Now, the charity hopes that this connection to nature can grow, with more people seeking time in nature to refresh, relax and look after their wellbeing.

Speaking of the charity’s shortlist of autumn nature reserves, the RSPB’s Becca Smith said: “Whether it’s close to home or further afield, making time to incorporate nature into your staycation this autumn can really help you to recharge your batteries.

A visit to one of our fantastic reserves can help you do just that.
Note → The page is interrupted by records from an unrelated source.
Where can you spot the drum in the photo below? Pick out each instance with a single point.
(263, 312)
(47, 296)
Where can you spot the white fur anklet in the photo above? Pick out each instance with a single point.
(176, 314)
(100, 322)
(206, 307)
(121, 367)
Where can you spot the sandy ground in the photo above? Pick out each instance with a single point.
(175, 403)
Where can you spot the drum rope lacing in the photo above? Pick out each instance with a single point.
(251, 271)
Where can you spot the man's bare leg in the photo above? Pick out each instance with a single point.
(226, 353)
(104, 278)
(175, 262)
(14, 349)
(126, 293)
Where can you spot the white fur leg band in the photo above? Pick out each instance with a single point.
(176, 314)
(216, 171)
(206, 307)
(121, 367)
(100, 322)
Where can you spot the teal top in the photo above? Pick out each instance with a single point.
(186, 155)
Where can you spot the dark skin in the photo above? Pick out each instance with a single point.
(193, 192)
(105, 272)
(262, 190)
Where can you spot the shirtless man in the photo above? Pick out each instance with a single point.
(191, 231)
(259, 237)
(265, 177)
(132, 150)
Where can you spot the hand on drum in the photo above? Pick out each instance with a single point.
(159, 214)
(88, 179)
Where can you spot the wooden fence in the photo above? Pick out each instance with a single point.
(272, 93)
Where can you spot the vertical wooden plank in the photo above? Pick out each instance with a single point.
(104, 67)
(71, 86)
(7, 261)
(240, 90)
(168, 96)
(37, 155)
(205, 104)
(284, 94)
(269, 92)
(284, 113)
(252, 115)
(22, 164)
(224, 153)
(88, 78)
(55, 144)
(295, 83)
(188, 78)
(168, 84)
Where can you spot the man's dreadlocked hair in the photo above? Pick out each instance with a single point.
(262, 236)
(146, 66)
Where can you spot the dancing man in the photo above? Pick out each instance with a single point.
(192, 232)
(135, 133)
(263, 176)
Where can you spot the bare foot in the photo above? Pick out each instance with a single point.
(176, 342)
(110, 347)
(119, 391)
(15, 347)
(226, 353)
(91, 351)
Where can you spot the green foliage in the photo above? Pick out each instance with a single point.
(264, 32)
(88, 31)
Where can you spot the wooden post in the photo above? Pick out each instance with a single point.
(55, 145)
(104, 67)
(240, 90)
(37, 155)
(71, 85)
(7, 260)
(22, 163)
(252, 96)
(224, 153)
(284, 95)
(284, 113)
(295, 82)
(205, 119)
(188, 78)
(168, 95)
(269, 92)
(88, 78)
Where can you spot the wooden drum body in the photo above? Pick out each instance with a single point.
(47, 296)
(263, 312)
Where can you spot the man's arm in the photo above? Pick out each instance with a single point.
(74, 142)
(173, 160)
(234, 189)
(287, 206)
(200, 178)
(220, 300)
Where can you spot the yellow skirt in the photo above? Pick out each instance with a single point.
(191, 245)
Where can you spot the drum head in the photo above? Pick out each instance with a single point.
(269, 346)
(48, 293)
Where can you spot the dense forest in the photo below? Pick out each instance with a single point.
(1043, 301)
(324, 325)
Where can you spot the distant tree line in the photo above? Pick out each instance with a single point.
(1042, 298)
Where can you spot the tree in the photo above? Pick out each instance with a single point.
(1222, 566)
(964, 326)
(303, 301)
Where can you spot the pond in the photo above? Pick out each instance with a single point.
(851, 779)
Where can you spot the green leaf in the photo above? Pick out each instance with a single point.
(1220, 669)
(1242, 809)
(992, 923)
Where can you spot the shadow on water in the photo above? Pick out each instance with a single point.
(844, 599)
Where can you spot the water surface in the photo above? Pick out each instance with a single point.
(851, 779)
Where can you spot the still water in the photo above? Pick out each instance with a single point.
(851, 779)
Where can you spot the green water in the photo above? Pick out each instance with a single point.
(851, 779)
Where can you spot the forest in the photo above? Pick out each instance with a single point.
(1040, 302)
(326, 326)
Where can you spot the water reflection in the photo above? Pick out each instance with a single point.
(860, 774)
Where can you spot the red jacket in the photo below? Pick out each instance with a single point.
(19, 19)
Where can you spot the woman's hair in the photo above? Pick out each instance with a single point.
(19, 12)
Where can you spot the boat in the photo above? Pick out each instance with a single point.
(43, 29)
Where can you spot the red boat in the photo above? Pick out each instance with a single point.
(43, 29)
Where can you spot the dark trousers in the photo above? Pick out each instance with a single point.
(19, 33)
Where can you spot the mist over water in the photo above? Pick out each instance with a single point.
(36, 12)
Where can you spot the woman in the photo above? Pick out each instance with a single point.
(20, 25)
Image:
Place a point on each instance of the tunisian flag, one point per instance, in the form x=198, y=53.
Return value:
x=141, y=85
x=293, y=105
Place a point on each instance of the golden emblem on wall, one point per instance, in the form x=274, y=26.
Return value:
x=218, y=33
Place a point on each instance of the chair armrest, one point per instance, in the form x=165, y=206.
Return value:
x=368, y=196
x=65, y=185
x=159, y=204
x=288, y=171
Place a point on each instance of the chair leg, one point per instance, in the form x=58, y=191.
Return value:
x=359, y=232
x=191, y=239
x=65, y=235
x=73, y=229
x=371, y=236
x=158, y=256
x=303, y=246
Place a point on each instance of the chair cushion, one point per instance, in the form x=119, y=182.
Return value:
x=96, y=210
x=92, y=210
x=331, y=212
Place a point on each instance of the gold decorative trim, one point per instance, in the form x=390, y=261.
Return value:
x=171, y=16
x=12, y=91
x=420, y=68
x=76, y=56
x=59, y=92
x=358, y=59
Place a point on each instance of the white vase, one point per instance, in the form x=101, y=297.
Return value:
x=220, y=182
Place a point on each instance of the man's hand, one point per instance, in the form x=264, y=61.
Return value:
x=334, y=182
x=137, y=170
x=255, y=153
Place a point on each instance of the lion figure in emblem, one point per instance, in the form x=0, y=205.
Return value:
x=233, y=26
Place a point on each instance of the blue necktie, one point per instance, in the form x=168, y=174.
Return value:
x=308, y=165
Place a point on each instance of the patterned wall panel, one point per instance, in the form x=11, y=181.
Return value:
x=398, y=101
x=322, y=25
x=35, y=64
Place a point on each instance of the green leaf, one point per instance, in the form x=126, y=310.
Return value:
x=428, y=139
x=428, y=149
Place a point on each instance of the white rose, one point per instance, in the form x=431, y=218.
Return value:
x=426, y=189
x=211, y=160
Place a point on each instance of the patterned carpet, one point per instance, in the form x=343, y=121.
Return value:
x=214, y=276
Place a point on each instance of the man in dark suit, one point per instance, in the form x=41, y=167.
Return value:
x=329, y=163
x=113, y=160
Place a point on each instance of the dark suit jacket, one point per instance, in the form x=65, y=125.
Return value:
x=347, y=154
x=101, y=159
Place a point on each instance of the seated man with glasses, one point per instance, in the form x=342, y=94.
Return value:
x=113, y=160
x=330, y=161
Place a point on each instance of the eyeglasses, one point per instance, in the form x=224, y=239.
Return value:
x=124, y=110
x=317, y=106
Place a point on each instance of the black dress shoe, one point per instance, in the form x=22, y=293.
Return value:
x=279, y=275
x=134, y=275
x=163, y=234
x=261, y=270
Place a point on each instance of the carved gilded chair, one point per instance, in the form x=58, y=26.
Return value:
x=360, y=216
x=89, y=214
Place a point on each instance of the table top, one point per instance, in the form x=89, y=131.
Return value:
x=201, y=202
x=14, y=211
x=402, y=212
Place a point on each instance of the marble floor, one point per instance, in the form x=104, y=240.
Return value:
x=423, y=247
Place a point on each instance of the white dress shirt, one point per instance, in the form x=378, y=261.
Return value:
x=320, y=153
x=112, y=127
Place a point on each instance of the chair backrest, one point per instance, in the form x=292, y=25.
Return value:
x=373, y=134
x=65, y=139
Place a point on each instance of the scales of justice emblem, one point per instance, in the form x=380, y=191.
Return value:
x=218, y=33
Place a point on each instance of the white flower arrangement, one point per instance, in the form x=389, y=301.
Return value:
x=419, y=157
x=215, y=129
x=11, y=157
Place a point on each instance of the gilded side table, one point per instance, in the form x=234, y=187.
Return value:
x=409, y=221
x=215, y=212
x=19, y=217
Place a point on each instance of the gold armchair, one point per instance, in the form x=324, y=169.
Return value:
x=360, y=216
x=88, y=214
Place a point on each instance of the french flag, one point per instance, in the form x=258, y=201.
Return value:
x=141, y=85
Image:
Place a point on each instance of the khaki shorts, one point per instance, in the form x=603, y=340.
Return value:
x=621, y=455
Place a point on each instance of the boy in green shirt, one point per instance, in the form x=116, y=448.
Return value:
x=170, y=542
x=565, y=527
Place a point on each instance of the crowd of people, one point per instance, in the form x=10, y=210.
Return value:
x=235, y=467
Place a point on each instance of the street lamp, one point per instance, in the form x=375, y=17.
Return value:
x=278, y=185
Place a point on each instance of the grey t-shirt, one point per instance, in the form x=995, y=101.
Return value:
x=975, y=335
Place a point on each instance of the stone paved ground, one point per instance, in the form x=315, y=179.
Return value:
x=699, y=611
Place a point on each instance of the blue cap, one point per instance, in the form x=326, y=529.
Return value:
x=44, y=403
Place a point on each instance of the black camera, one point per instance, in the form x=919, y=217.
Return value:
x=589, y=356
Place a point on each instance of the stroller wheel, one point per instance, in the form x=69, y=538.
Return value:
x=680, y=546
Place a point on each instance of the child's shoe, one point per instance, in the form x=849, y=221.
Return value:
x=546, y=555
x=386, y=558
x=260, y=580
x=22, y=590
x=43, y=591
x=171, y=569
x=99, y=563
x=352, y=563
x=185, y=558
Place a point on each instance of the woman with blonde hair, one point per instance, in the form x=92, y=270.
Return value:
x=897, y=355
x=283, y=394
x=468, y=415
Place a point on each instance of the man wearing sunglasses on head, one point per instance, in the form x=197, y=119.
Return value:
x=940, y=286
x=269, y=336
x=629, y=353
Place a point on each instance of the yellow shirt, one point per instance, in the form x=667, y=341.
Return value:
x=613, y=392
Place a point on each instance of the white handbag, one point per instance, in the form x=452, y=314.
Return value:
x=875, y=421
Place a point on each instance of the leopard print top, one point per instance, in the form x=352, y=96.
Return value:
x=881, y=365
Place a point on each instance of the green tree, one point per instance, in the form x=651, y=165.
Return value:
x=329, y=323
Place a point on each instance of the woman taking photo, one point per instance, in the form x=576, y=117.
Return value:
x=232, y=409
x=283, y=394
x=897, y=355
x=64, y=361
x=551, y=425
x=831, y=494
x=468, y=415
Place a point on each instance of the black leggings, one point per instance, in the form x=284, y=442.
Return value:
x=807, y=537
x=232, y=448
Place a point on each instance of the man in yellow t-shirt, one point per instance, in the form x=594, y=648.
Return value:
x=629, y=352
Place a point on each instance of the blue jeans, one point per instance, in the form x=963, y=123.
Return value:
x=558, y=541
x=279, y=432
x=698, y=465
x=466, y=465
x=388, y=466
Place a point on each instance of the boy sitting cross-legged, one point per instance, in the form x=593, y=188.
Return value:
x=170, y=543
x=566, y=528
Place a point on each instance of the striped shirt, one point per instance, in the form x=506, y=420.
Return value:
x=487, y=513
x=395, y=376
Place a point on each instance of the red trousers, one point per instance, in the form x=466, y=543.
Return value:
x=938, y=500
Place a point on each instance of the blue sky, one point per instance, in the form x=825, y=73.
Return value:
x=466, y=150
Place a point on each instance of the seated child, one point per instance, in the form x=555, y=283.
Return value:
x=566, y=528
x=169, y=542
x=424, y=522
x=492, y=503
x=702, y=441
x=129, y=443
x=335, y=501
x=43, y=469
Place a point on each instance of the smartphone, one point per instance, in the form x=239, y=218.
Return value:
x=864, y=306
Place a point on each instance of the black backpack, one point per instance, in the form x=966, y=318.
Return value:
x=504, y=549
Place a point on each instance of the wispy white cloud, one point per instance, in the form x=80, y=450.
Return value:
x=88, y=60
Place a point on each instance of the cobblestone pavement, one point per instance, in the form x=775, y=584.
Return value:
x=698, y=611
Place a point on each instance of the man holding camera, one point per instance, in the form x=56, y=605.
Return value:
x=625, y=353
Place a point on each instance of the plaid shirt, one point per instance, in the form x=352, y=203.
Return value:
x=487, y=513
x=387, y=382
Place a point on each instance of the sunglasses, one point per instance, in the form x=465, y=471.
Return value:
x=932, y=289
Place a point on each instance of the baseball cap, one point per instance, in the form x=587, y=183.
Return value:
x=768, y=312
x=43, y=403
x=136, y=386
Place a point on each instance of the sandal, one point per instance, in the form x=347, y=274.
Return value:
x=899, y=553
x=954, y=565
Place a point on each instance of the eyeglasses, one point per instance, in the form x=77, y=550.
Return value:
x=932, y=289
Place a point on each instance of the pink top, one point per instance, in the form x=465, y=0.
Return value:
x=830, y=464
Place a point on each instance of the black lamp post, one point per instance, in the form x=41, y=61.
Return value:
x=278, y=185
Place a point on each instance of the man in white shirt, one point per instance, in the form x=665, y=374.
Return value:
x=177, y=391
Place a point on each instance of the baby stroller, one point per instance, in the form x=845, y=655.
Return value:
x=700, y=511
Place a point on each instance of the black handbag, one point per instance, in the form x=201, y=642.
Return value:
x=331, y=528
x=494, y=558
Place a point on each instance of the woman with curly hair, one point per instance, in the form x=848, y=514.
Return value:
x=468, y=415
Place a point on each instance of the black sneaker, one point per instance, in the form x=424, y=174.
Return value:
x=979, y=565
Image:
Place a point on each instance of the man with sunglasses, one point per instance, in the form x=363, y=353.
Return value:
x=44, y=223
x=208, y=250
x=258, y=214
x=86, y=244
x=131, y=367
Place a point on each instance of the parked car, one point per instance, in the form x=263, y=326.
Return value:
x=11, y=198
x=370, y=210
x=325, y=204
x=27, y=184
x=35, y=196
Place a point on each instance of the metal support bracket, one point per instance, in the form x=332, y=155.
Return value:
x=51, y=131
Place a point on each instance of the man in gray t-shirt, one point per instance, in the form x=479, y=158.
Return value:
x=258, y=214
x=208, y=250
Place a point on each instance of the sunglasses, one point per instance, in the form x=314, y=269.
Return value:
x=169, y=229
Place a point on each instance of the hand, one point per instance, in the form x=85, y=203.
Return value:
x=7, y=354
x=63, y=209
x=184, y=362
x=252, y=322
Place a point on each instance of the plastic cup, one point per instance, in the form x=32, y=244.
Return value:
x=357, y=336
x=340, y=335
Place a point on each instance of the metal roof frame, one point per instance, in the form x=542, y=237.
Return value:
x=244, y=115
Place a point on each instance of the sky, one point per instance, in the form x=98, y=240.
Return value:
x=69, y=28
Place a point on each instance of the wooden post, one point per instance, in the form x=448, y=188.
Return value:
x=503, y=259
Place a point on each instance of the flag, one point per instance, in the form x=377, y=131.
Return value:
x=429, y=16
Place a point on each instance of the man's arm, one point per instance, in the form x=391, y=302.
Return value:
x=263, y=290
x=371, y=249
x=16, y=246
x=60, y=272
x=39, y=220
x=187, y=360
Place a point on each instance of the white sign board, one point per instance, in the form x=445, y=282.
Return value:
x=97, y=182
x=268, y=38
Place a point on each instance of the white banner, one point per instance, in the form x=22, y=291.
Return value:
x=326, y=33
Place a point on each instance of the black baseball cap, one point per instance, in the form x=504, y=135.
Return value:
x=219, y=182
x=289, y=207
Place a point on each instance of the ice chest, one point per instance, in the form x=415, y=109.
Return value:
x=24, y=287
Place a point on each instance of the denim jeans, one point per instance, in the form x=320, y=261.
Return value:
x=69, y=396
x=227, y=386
With plenty on offer from winding paths and family fun trails, to wildlife spectacles, vast landscape panoramas, cosy cafés, and shops packed with gifts and treats for any nature enthusiast, there is something for everyone to enjoy this September.”

RSPB Burton Mere Wetlands lies near the village of Burton – about 8 miles from Deeside – and is the gateway to the Dee Estuary reserve with its mosaic of freshwater wetland habitats, mixed farmland and woodland.

The area is bursting with wildlife, hosting avocets, egrets, harriers, noisy redshanks, swallows and swifts.

Once there you can get your boots on for a brisk walk to Burton Point for spectacular views of the landscape from higher ground or discover trails through gorgeous orange tipped woodland and swaying reedbeds.

Stroll along the reserve’s trails to witness the reeds undergoing their dramatic transformation; turning from green to a mix of colours as the seed heads turn purple and the stems turn to glorious gold.